What if I told you the true expected budget balance for next financial year wasn't the much trumpeted surplus of $1.5 billion but a carefully buried deficit of $8.7 billion?
I'd be justified in making such a statement because that deficit figure is officially known as the "headline cash balance" and, as a journalist, I'm in the headline business.
I'd also be justified in drawing it to your attention because the government in its budget papers has made no effort to convince us the headline figure is of no macro-economic significance - rather, we should focus solely on the "underlying cash balance" of a $1.5 billion surplus.

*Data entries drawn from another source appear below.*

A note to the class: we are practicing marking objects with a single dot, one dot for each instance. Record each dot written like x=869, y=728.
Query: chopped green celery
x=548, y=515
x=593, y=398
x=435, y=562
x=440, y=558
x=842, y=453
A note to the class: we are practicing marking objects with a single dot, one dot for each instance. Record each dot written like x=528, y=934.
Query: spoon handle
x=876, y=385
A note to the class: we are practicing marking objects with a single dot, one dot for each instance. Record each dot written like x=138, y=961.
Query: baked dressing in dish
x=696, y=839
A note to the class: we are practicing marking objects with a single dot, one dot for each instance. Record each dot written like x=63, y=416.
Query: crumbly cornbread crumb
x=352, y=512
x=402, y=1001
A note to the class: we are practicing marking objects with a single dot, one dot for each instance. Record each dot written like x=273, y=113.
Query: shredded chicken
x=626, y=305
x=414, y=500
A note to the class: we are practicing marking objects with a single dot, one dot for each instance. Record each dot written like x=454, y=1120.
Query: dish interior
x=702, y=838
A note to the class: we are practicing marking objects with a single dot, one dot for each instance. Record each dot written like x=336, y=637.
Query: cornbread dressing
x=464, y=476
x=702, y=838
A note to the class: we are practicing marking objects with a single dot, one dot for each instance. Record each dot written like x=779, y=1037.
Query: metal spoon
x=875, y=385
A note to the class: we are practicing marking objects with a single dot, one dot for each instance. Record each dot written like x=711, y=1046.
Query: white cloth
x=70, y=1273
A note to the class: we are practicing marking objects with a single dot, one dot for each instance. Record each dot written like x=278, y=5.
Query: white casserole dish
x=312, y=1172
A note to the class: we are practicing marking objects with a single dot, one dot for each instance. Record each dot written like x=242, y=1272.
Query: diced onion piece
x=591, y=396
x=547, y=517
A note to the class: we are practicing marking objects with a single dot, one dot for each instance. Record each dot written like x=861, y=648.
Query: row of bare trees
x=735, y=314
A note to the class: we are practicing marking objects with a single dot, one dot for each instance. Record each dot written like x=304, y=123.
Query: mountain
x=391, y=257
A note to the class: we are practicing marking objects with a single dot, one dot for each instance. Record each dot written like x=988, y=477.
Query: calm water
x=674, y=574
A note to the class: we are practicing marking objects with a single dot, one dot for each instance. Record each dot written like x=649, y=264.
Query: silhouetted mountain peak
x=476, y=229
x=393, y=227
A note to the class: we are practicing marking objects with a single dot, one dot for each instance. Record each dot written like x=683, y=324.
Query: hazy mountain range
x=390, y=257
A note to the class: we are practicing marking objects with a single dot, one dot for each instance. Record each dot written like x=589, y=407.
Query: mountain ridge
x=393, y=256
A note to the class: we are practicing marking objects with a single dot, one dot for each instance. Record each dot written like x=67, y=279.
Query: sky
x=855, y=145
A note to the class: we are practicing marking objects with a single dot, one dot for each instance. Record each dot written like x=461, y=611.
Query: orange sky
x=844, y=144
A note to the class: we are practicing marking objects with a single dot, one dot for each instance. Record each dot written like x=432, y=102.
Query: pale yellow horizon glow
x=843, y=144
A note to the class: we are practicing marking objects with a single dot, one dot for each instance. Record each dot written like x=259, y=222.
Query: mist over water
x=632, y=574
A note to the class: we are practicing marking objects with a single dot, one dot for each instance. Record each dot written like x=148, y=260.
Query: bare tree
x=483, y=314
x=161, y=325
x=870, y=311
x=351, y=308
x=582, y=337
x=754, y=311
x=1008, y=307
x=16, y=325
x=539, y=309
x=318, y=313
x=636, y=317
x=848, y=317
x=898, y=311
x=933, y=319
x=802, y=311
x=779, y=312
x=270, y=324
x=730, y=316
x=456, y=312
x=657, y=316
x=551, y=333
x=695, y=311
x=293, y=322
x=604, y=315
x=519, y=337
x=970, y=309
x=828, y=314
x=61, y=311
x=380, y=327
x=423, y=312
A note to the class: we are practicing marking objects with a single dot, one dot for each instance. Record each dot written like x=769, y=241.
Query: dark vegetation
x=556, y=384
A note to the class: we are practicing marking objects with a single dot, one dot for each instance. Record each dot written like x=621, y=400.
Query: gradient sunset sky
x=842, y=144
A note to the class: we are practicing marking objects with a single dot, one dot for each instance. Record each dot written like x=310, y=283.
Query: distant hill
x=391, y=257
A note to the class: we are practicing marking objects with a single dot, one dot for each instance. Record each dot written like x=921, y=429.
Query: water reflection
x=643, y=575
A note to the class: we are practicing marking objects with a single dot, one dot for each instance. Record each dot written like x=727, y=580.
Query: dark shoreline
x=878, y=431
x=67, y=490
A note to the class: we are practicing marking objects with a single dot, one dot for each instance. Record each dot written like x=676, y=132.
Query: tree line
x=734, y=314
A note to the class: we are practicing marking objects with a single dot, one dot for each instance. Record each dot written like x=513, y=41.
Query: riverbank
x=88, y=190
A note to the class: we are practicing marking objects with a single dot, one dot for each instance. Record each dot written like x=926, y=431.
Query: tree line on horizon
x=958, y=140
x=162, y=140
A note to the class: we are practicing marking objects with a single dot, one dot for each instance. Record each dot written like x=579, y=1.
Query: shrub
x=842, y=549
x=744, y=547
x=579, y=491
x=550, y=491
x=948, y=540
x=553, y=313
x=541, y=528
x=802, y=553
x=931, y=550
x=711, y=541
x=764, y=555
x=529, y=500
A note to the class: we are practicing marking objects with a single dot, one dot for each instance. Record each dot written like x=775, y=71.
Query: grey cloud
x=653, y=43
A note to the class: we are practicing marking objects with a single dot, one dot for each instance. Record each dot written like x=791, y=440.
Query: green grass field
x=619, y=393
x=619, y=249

Indeed, I'm not sure the headline figure is of no macro significance. Why not? Because I happen to know - no thanks to the government - that the difference between the two figures includes, among various things, the government's spending on the rollout of the national broadband network.
That's of no macro-economic significance? That has no effect on economic activity? Don't think so, chaps.
I'd really like to be able to tell you just what the transactions are that explain the difference between the headline and the underlying balances. But if there's a table anywhere in the voluminous budget papers spelling that out, I can't find it.
I'm sure if the econocrats had their way there'd be such a table, but the preference of the politicians and their private-office spin doctors is to conceal rather than explain. And even just the figure for the ironically titled headline balance has been carefully hidden to ensure it doesn't hit the headlines.
It didn't rate a mention in the Treasurer's budget speech; in the multicoloured Budget Overview document it was included as a "memo item" (that is, they don't tell you how it was arrived at) on page 36.
In the budget papers proper, it went unmentioned in budget statement 1 (also known as the budget overview) and got a single mention on page 9 of budget statement 3.
The hiding of the headline deficit is just one example of the way the budget papers are becoming less informative rather than more, and the way the government's spin doctors are turning them into an exercise in media management rather than transparency and accountability.
The budget speech used to be a thorough and trustworthy exposition of the new measures announced in the budget; these days it's a made-for-television rave about the budget's good points.
I suspect one reason the budget papers have become less rather than more user-friendly over the years is the spin doctors' desire to drive journalists away from the budget papers proper to the multicoloured Budget Overview, known to econocrats as "the glossy".
It's glossy by name and gloss by nature, putting the best gloss possible on the budget and focusing on whatever messages the government is trying to peddle.
It offers a seemingly useful list of the "major savings" announced in the budget, but you can't be sure all the "saves" you'd like to know about are listed. The single line for "other" savings accounts for almost a quarter of the total.
But that's honest compared with the list of "major initiatives" announced in the budget, otherwise known as "spends". It's a table without totals, meaning it doesn't even have a line for "other" spending. If it did, other would account for almost a third of the total.
Spin doctors work on the assumption journalists are both dumb and lazy, meaning they'll focus on whatever news you give them and not think to go looking for the things you conceal. They also assume journalists who benefit from background briefings and selective leaks won't be game to complain publicly about the way they're led around by the nose.
Journalists turn a blind eye to the rank hypocrisy of the Treasurer and Finance Minister piously refusing to comment on what may or may not be in the budget, while the Prime Minister's press office leaks much of its content to selected journalists, then quietly confirms the story's accuracy to those journos who missed the exclusive.
Unfortunately, there are head office-based journos who aren't part of the club and so feel no such inhibition. There are also, believe it or not, economists and even the odd private citizen who read the budget papers in the hope of enlightenment. They're getting the bum's rush.
This year AAP has accused the government of leaking budget information to selected media for broadcast during the budget lock-up. How's that for duplicity.
Budget paper No 1's coverage of revenue items is pretty thorough, but its statement on expenses leaves much to be desired. It's been stripped of its former graphs showing how spending categories have grown over the years and its tables showing the figures for major spending categories over many years. This paper used to have an index to help you follow a query through, but that was dropped long ago.
You have to delve as far as budget paper No 2 for reliable explanations of particular budget measures, but this information is listed by department rather than program or function, and little effort is made to help users find what they're looking for.
Federal bureaucrats are convinced they're superior to state bureaucrats in all respects, but the states' budget papers are generally superior to the feds' in their transparency, rigour and comprehensiveness. Federal budget papers are particularly inadequate on information about non-financial corporations, such as the NBN Co Ltd.
So tight is the spin doctors' hold on the federal budget process that some nameless operative in the "media liaison" section of the "communications unit" within Treasury's "ministerial and communications division" summarily declined, without explanation, a newspaper's request for budget tables to be supplied in spreadsheet format.